「はい、みなさん」
佐伯先生は振り返り、落ち着いた声でクラス全体に向けて話し始めた。
「今日から部活動の見学が始まっています。入部は強制ではありませんが、高校生活を楽しむきっかけにもなるので、気になるところがあればぜひ見てみてください」
プリントが前から順に回されてくる。部活一覧がぎっしりと書かれた紙だ。
「提出は来週の月曜までです。見学は放課後いつでも大丈夫ですから、自分のペースで考えてくださいね」
先生の声は淡々としているけれど、どこか優しさがあった。
周りでは、 「どこ入る?」「運動部はきつそうだな」「文化部も多いな」
そんな声があちこちで上がっている。
僕はプリントを手に取り、ざっと目を通しただけで机に置いた。
まだ何かを決める気持ちはない。
ただ、こうして選択肢が並んでいるのを見ると、高校生活が本当に始まったんだと実感する。

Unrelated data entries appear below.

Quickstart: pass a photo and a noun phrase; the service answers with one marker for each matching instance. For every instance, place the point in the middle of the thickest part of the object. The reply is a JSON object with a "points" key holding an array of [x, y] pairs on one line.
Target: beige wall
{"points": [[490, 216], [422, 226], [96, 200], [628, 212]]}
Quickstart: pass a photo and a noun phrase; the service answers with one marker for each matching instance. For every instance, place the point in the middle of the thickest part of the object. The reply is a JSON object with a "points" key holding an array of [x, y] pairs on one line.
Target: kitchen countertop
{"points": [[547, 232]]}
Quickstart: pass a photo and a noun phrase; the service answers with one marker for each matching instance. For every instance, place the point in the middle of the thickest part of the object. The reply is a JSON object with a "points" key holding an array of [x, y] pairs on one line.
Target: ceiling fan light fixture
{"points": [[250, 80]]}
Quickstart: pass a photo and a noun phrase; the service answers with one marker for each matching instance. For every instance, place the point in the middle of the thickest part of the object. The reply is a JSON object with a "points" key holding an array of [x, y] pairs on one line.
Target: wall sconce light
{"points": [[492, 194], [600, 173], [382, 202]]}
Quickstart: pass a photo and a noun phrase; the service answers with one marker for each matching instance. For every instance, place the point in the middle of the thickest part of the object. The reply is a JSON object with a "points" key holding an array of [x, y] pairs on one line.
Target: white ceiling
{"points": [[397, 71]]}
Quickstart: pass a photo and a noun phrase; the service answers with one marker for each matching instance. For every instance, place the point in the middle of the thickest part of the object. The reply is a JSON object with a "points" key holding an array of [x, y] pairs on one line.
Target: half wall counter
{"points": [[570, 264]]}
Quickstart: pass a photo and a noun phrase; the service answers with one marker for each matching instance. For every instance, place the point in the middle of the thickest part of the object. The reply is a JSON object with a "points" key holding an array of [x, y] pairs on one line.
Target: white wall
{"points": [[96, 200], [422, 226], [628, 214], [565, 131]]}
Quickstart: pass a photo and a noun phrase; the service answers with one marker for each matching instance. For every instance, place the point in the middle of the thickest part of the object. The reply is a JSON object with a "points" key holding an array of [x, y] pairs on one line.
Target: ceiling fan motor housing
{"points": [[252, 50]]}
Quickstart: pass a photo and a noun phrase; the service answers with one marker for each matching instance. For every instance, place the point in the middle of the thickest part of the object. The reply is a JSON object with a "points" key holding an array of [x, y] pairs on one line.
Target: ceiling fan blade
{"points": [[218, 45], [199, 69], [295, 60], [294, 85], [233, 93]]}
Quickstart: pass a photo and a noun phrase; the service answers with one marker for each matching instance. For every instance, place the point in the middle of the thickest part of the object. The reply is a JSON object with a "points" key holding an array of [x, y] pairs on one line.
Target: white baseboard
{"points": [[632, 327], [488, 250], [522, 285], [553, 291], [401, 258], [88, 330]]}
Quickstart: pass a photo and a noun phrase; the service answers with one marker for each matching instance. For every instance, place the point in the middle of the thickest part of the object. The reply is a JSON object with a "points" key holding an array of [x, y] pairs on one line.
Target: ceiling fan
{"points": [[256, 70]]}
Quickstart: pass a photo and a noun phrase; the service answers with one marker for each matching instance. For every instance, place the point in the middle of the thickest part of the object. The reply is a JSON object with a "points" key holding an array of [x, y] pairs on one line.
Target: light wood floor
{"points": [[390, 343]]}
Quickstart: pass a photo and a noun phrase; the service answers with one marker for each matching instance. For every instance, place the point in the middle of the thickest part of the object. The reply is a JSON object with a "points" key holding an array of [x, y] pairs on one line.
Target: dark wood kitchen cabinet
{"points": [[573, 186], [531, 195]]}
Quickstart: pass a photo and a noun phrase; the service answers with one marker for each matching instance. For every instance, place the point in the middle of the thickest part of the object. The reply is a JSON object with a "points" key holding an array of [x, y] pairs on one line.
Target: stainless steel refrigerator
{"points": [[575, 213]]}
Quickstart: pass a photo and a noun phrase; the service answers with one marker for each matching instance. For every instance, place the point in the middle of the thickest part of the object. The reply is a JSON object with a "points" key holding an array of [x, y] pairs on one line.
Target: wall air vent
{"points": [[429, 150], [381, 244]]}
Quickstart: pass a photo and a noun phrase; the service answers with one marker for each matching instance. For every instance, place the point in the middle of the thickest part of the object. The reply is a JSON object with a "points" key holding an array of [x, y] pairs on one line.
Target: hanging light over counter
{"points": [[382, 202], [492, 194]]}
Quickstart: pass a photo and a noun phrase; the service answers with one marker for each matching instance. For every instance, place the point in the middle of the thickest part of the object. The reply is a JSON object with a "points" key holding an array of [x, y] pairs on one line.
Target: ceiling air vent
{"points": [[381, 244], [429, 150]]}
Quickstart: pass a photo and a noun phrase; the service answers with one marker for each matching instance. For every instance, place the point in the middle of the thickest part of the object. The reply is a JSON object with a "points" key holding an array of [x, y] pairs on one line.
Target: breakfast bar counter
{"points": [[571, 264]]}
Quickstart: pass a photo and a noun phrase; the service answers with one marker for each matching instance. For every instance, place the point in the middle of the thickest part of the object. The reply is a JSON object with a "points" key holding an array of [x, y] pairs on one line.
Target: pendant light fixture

ふと視線を横に向けると、翼もプリントを静かに見つめていた。
特別な表情はないけれど、何かを考えているようにも見える。
夕方の光が教室を淡く照らし、ざわめきがゆっくりと広がっていった。
そして、あっという間に2日が経ち、僕は部活動決めについてすっかり忘れていた。授業を受けて、休み時間に佐久間とゲームの話をして、
昼休みに弁当を食べて、そんな“普通の学校生活”がただ流れていっただけだった。
放課後前の教室は、少しざわついていた。帰り支度をする音、友達同士の笑い声、窓から差し込む夕方の光。プリントをしまおうとしていたとき、横から柔らかい声が聞こえた。
「ひぃくん、部活……決めた?」
翼の視線が、静かにこちらを待っている。
少しの沈黙の後、
「あ……完全に忘れてた」
そう答えた瞬間、翼はほんのわずかに眉を寄せた。
驚きというより、
“やっぱりそうなんだろうな”という諦めと、
“どう言えばいいんだろう”という迷いが混ざったような表情だった。
「……そっか。ひぃくん、そういうの後回しにしちゃうよね」
声は柔らかいけれど、
どこか困ったような響きがあった。
翼は手に持っていたプリントを胸の前で軽く揺らしながら、
言葉を探すように視線を落とした。
「えっとね……今日も見学やってるんだよ。みんな、もう動き始めてるみたいで……」
そこで一度、翼は言葉を切った。僕の顔をちらりと見て、
また少しだけ困ったように笑う。
「ひぃくんが忘れてると思って……言ったほうがいいのかなって、ちょっと迷ったんだけど」
その言い方が妙に胸に残った。心配してくれているのか、ただの気遣いなのか、そのどちらとも言えない曖昧さが、翼らしい。
「教えてくれて、ありがとう。……ほんとに忘れてた」
そう返すと、翼はほっとしたように息をついた。
「うん。あ、そうだ……私、美術部に入ったんだ。もう今日から活動してて」
その言葉に、思わず目を瞬いた。
「美術部?」
「うん。中学のときも少し描いてたから……高校でも続けてみようかなって」
翼は照れくさそうに笑いながら、スケッチブックの端を指でつまんだ。
「だから、ひぃくんがどこに入るのか……ちょっと気になってたの」
翼はそう言ったあと、スケッチブックの端を指でそっと押さえた。
「それで、美術部に入ったんだけど」
翼は少しだけ視線を上げ、様子をうかがうように僕の顔を見た。
「中学のときも描いてたし……高校でも続けてみようかなって思って」
「中学の美術部って、どんな感じだったの?」

僕がそう聞くと、翼は一瞬だけ目を丸くして、それから小さく笑った。
「んー……すごく静かだったよ。部室も狭かったし、部員も少なかったし」
翼はスケッチブックを抱え直しながら、少しだけ懐かしそうに続けた。
「でもね、あの狭さがちょうどよかったの。放課後の廊下の音が遠くに聞こえて…
…鉛筆の音だけが近くにあって……なんか、落ち着く場所だった」
翼の声は、思い出をそっと撫でるように柔らかかった。
「先輩も優しかったよ。私、最初は全然うまく描けなくて……線が震えちゃったり、形が崩れたりして」
「でも、先輩がね、“うまく描こうとしなくていいよ”って言ってくれて」
翼は少しだけ目を細めた。
「それで、なんか気が楽になったんだ。上手い下手より、描くのが好きって気持ちのほうが大事なんだって思えるようになって」
翼はそこで一度言葉を切り、僕のプリントに視線を落とした。
「……だから、高校でも続けてみようかなって。別に大きな理由があるわけじゃないんだけどね」
その言い方は控えめで、でもどこか誇らしさも混ざっていた。